Prezydent podkreślał, że nie podpisał żadnej deklaracji dotyczącej przyjmowania przybyszów – Tylko rząd ma kompetencje w zakresie przyjmowania uchodźców
Zdaniem Bruskiego deklaracja prezydentów miast Unii Metropolii Polskich jest wykorzystywana do gry politycznej, choć większość osób wypowiadających się w tym temacie nawet jej nie przeczytało. Prezydent tłumaczył, że współpraca miast w temacie migracyjnym dotyczy migrantów, którzy od wielu lat mieszkają w Bydgoszczy. W ostatnim czasie przybyło do nas dość wielu Ukraińców.
Według wiceprzewodniczącego Rady Miasta Jana Szopińskiego słów wypowiedzianych przez prezydenta, iż politykę migracyjną prowadzi rząd, zabrakło w stanowisku prezydentów miast UMP, dlatego powstały wszystkie emocje – Wydaje mi się, że ta sprawa to jest trochę taki mecz pomiędzy organami samorządu a rządem. Gdyby ten skromny zapis byłby w tym stanowisku, to pewnie nie byłoby tego całego zamieszania. Trochę mimo wszystko brak tych zapisów wywołuje obawy mieszkańców.
Bruski kontratakuje
Prezydent odniósł się przy tej okazji do działań środowiska Kukiz15 z posłem Pawłem Skuteckim, które w jego opinii próbuje wykorzystać do osiągnięcia swoich korzyści politycznych tzw. zarządzania strachem.

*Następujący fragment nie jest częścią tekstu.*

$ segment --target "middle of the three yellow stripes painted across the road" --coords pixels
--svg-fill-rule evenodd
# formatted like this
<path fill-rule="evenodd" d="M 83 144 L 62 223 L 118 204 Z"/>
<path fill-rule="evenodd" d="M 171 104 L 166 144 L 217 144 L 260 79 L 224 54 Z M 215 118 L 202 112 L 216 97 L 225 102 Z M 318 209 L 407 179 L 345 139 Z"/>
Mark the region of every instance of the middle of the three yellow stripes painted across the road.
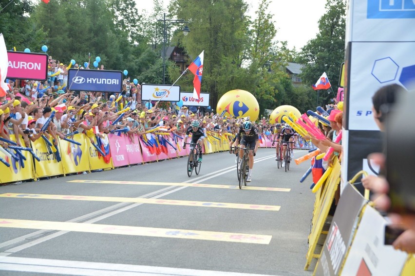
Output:
<path fill-rule="evenodd" d="M 281 206 L 276 205 L 257 205 L 239 204 L 224 202 L 205 202 L 189 200 L 170 200 L 154 198 L 133 198 L 133 197 L 106 197 L 106 196 L 83 196 L 83 195 L 61 195 L 61 194 L 28 194 L 28 193 L 3 193 L 0 197 L 9 198 L 30 198 L 30 199 L 61 199 L 61 200 L 81 200 L 81 201 L 106 201 L 106 202 L 131 202 L 144 204 L 161 204 L 175 206 L 197 206 L 197 207 L 216 207 L 249 210 L 279 211 Z"/>

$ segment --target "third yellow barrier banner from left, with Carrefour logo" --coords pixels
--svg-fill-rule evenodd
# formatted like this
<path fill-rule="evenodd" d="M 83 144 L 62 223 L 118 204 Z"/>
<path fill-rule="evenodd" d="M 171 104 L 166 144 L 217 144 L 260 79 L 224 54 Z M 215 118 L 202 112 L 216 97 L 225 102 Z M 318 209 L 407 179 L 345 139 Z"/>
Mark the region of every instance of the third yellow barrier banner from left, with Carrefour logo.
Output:
<path fill-rule="evenodd" d="M 62 155 L 63 172 L 66 173 L 78 173 L 78 172 L 89 172 L 89 148 L 87 144 L 87 138 L 84 134 L 78 133 L 74 137 L 69 139 L 80 143 L 75 143 L 60 140 L 59 148 Z M 89 139 L 88 139 L 89 140 Z"/>

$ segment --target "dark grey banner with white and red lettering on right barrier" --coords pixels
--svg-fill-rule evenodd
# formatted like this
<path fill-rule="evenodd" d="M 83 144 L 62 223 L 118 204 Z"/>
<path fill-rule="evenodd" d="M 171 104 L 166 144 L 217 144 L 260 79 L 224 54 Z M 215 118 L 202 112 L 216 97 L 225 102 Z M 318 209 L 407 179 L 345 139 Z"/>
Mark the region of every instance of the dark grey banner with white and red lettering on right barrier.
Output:
<path fill-rule="evenodd" d="M 344 188 L 315 275 L 339 275 L 344 256 L 352 242 L 352 231 L 365 203 L 364 197 L 351 184 Z"/>

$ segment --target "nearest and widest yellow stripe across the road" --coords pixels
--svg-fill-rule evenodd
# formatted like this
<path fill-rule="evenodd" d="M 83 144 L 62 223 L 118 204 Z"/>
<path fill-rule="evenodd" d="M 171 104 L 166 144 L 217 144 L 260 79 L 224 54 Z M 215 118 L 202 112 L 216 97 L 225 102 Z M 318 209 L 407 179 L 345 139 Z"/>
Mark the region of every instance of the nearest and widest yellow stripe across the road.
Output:
<path fill-rule="evenodd" d="M 217 242 L 244 242 L 269 244 L 272 236 L 243 233 L 211 232 L 186 229 L 168 229 L 139 226 L 123 226 L 111 224 L 85 224 L 50 221 L 13 220 L 0 218 L 0 227 L 47 229 L 60 231 L 75 231 L 101 234 L 146 236 L 159 238 L 192 239 Z"/>

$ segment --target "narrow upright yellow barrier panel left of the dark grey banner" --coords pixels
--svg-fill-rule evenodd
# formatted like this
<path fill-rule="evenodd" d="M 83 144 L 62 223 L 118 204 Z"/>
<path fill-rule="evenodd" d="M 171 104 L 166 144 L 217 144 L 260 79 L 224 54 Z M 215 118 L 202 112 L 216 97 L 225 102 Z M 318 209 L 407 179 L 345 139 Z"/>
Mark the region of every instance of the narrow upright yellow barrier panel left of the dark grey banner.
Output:
<path fill-rule="evenodd" d="M 334 194 L 336 193 L 337 187 L 340 183 L 340 163 L 337 158 L 335 158 L 333 162 L 333 169 L 332 173 L 328 177 L 327 184 L 325 186 L 326 192 L 323 194 L 323 201 L 321 203 L 320 211 L 318 212 L 318 216 L 316 219 L 316 223 L 312 225 L 310 235 L 308 236 L 308 252 L 306 254 L 306 263 L 304 270 L 308 269 L 308 266 L 310 265 L 310 262 L 313 258 L 320 257 L 320 253 L 316 254 L 316 245 L 319 241 L 323 225 L 327 219 L 327 215 L 329 212 L 329 209 L 332 205 Z"/>

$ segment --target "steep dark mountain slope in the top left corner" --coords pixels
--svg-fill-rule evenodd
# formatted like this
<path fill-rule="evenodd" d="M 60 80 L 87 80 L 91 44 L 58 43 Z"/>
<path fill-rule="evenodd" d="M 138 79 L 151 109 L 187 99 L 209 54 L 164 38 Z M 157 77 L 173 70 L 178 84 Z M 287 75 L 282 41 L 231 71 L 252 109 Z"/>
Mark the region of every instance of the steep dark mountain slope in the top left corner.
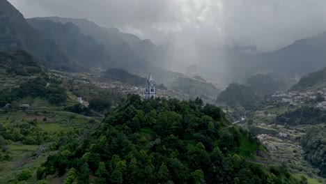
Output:
<path fill-rule="evenodd" d="M 65 54 L 52 40 L 42 38 L 8 1 L 0 1 L 0 49 L 22 49 L 31 53 L 44 66 L 68 68 Z"/>

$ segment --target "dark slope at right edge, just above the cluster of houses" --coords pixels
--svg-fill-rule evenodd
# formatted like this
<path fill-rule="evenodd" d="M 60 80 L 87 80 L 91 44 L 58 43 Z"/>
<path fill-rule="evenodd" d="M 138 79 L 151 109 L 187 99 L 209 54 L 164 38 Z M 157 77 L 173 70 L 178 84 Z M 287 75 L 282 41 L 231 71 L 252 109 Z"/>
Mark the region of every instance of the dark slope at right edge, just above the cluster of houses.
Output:
<path fill-rule="evenodd" d="M 308 89 L 320 89 L 326 87 L 326 68 L 311 72 L 308 75 L 302 77 L 300 81 L 292 86 L 290 91 L 304 91 Z"/>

Następnie Bruski zacytował wypowiedzi posła Pawła Skuteckiego z programu ,,Dlaczego tak, dlaczego nie” TVP Bydgoszcz, gdzie stwierdzał, że nie można utożsamiać religii islamskiej z terroryzmem – Sytuacja, która ostatnio miała miejsce w Szwecji, jak media przykleiły etykietkę, że to członek Państwa Islamskiego ponieważ on kiedyś brał jakieś pieniądze islamskie. Nie ma żadnych dowodów, może być to zwykły wariat – cytował Skuteckiego, prezydent Rafał Bruski – oczywiście jest to wypowiedź przewodniczącego Parlamentarnego Zespołu ds. Dialogu Międzykulturowego i Międzyreligijnego. Chciałem się zapytać co się takiego wydarzyło? – dziwił nagłej niechęci Skuteckiego wobec uchodźców Bruski.

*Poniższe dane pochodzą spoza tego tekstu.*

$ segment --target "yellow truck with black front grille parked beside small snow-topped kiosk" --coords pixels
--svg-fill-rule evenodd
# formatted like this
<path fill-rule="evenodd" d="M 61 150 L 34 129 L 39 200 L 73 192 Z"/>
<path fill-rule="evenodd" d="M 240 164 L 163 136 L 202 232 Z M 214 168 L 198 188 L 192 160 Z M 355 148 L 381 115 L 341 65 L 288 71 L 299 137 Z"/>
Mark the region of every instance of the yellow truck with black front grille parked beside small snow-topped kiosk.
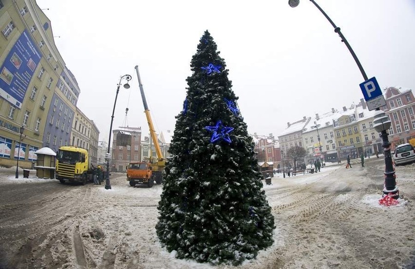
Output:
<path fill-rule="evenodd" d="M 56 155 L 55 178 L 60 183 L 79 182 L 85 185 L 92 180 L 92 165 L 88 150 L 76 146 L 61 146 Z"/>

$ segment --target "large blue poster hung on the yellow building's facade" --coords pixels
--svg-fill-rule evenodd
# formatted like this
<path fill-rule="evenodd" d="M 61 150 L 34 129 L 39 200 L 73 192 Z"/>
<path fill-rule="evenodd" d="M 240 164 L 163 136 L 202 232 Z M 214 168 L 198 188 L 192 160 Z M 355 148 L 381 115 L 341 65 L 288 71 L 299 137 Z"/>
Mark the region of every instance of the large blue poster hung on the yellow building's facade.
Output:
<path fill-rule="evenodd" d="M 21 108 L 27 87 L 42 54 L 24 30 L 0 68 L 0 96 Z"/>

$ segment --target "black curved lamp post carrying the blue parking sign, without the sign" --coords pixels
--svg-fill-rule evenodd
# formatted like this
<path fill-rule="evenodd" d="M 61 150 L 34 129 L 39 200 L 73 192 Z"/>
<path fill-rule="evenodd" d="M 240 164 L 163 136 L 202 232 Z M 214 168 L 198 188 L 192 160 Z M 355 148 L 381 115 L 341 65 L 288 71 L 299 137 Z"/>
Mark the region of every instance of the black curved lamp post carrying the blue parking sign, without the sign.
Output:
<path fill-rule="evenodd" d="M 356 64 L 358 65 L 358 68 L 364 78 L 365 81 L 368 80 L 368 77 L 366 75 L 366 72 L 364 72 L 362 65 L 360 64 L 360 61 L 358 60 L 358 56 L 356 56 L 355 52 L 353 51 L 352 47 L 350 46 L 349 42 L 347 42 L 346 38 L 341 34 L 340 27 L 337 27 L 336 24 L 327 16 L 327 14 L 321 9 L 321 7 L 314 1 L 310 0 L 324 15 L 324 17 L 327 18 L 327 20 L 330 22 L 330 24 L 334 27 L 334 32 L 338 33 L 341 41 L 344 42 L 349 52 L 352 54 L 353 59 L 355 59 Z M 288 0 L 288 4 L 290 7 L 296 7 L 300 3 L 300 0 Z M 375 129 L 380 132 L 380 137 L 382 138 L 382 147 L 384 148 L 384 156 L 385 156 L 385 187 L 383 188 L 383 194 L 389 195 L 393 198 L 399 198 L 399 191 L 396 186 L 396 175 L 393 167 L 392 157 L 391 157 L 391 149 L 388 139 L 388 133 L 386 130 L 389 130 L 391 126 L 391 122 L 389 121 L 388 117 L 385 116 L 385 112 L 380 110 L 379 108 L 376 108 L 377 114 L 375 115 L 374 122 L 377 121 L 377 126 Z M 338 158 L 339 159 L 339 158 Z"/>

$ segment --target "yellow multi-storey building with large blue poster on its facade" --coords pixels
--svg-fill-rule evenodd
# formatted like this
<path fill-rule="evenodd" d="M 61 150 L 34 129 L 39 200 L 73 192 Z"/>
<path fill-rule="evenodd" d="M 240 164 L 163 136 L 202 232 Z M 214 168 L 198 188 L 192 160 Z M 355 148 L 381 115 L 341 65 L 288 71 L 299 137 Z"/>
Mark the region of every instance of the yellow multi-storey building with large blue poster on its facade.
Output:
<path fill-rule="evenodd" d="M 0 165 L 16 165 L 19 152 L 19 166 L 29 168 L 62 68 L 51 53 L 50 21 L 34 0 L 1 0 L 0 30 Z"/>

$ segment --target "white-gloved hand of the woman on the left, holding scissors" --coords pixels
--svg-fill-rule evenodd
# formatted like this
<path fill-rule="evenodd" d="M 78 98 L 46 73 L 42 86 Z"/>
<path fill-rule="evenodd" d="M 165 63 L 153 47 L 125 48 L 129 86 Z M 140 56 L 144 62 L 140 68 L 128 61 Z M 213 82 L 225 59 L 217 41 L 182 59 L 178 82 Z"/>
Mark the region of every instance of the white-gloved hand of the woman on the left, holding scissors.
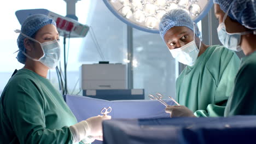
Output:
<path fill-rule="evenodd" d="M 85 121 L 71 125 L 69 129 L 73 134 L 73 142 L 79 142 L 89 137 L 90 139 L 95 137 L 97 140 L 102 140 L 102 121 L 106 119 L 111 119 L 111 116 L 90 117 Z"/>

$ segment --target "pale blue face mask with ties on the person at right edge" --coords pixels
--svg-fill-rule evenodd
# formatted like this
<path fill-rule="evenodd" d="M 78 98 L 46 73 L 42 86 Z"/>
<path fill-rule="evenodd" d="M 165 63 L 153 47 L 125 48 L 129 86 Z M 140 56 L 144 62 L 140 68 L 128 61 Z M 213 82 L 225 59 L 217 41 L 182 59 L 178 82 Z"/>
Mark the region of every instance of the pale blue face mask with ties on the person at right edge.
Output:
<path fill-rule="evenodd" d="M 231 7 L 229 7 L 230 9 Z M 248 33 L 253 33 L 253 31 L 247 31 L 247 32 L 241 32 L 241 33 L 228 33 L 226 31 L 226 27 L 225 27 L 225 20 L 226 20 L 226 16 L 229 13 L 229 9 L 226 11 L 224 17 L 223 17 L 223 22 L 219 24 L 218 28 L 217 28 L 217 32 L 218 32 L 218 37 L 220 42 L 228 49 L 232 50 L 232 51 L 241 51 L 241 35 L 245 35 Z"/>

– Także interpelacja zachęcająca do tego, aby nasz minister ułatwił przyjazd do Polski Libańczykom, Irakijczykom i Palestyńczykom, ponieważ poseł ów wskazuje, że wybierają się najpierw do Francji i do Niemiec i później przyjeżdżają – odczytał wystąpienie poselskie Skuteckiego.
Te słowa wywołały wśród części radnych duże zdziwienie.